Remix.run Logo
nl 12 hours ago

Taalas is interesting. 16,000 TPS for Llama on a chip.

https://taalas.com/

Nihilartikel 2 hours ago | parent | next [-]

Neat! I had been wondering if anyone was trying to implement a model in silico. We're getting closer to having chatty talking toasters every day now!

empath75 2 hours ago | parent [-]

"What is my purpose..."

https://www.youtube.com/watch?v=sa9MpLXuLs0

micw 9 hours ago | parent | prev | next [-]

On a very old model, it's more like 16.000 garbage words/s

patapong 4 hours ago | parent | next [-]

I do wonder if there are tasks where 16k garbage words/s are more useful than 200 good words per second. Does anyone have any ideas? Data extraction perhaps?

nl 9 hours ago | parent | prev [-]

Llama 3.1 8B is pretty useful for some thing. I use it to generate SQL pretty reliably for example.

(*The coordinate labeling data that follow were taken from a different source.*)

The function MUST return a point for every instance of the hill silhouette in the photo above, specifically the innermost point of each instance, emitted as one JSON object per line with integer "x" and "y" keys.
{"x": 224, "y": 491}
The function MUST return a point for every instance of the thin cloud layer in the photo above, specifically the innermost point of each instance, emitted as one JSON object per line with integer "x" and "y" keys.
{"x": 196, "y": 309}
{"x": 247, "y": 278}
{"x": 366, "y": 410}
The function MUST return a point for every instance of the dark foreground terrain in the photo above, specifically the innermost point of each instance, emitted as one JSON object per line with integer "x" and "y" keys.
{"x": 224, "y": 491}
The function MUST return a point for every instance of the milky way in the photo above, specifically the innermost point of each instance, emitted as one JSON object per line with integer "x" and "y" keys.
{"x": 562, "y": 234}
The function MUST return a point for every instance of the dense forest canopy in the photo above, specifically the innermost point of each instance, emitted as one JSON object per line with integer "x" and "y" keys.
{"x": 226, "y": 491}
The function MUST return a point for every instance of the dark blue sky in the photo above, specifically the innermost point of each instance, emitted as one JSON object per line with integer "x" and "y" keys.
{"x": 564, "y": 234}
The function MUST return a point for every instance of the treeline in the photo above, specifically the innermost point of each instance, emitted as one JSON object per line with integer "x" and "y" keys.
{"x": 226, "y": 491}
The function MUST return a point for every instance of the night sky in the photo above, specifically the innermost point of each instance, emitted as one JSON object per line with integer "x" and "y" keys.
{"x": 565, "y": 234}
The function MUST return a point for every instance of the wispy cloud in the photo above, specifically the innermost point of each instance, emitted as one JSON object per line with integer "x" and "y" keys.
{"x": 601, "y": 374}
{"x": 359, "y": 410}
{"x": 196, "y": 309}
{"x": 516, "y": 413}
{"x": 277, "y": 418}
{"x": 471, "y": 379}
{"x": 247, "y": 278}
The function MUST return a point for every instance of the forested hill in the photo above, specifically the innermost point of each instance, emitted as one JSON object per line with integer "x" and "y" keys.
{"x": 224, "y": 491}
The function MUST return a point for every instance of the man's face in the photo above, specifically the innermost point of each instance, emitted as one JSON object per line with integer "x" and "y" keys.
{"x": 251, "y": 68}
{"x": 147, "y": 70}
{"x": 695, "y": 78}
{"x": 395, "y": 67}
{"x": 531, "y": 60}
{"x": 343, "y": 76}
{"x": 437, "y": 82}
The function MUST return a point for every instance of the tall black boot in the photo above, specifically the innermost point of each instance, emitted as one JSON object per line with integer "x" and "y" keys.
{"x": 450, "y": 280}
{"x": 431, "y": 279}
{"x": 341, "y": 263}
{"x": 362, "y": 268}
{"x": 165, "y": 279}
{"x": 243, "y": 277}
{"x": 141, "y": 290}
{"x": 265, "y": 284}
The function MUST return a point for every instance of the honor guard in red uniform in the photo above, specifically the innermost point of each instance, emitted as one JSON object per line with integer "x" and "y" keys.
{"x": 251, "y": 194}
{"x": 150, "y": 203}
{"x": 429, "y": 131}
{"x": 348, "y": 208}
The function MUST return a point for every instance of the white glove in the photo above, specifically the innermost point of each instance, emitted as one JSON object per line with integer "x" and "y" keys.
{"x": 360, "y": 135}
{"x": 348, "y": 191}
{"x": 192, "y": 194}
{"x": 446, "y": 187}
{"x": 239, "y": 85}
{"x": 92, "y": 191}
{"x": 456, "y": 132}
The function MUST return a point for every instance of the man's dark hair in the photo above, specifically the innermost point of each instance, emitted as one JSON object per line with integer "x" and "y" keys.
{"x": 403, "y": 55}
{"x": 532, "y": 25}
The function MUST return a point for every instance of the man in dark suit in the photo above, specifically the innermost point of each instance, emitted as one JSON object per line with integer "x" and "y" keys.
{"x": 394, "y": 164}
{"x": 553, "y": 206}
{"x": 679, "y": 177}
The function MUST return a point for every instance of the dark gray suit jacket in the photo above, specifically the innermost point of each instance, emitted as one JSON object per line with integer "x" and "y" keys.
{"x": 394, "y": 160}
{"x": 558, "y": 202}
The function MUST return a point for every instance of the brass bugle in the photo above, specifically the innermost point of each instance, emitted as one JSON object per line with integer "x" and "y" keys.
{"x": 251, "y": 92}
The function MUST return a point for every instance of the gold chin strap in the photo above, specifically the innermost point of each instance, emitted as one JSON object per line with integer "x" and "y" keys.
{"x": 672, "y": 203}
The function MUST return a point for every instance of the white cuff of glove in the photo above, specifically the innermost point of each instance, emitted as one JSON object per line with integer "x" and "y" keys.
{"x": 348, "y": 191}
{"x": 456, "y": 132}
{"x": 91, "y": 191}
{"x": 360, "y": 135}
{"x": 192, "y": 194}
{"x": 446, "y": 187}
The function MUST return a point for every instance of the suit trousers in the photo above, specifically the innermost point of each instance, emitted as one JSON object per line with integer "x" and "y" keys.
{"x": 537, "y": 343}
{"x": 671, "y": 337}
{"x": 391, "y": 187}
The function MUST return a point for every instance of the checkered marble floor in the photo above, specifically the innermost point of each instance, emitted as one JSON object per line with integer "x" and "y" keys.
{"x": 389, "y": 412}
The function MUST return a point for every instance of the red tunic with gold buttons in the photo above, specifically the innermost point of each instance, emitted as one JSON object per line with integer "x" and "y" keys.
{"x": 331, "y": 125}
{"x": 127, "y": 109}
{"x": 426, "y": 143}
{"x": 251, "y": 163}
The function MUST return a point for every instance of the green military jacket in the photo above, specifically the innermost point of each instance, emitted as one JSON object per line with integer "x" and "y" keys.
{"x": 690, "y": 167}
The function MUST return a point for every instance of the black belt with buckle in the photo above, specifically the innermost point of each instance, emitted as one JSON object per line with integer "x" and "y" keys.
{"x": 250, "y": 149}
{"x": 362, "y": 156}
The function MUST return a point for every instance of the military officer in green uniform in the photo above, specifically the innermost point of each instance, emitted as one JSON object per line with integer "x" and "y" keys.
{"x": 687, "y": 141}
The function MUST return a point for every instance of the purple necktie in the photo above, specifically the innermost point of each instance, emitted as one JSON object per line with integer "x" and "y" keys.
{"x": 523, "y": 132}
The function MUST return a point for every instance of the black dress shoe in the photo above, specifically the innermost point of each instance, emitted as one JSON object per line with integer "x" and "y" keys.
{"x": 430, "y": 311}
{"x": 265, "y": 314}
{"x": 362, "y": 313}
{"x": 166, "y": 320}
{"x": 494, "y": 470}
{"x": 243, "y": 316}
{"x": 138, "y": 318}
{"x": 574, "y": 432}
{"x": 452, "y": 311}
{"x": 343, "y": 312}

They are doing an updated model in a month or so anyway, then a frontier level one "by summer".

replete 8 hours ago | parent | prev | next [-]

Its exciting to see, but look at the die size for only an 8b model

DeathArrow 9 hours ago | parent | prev [-]

I wonder how many token per seconds can they get if they put Mercury 2 on a chip.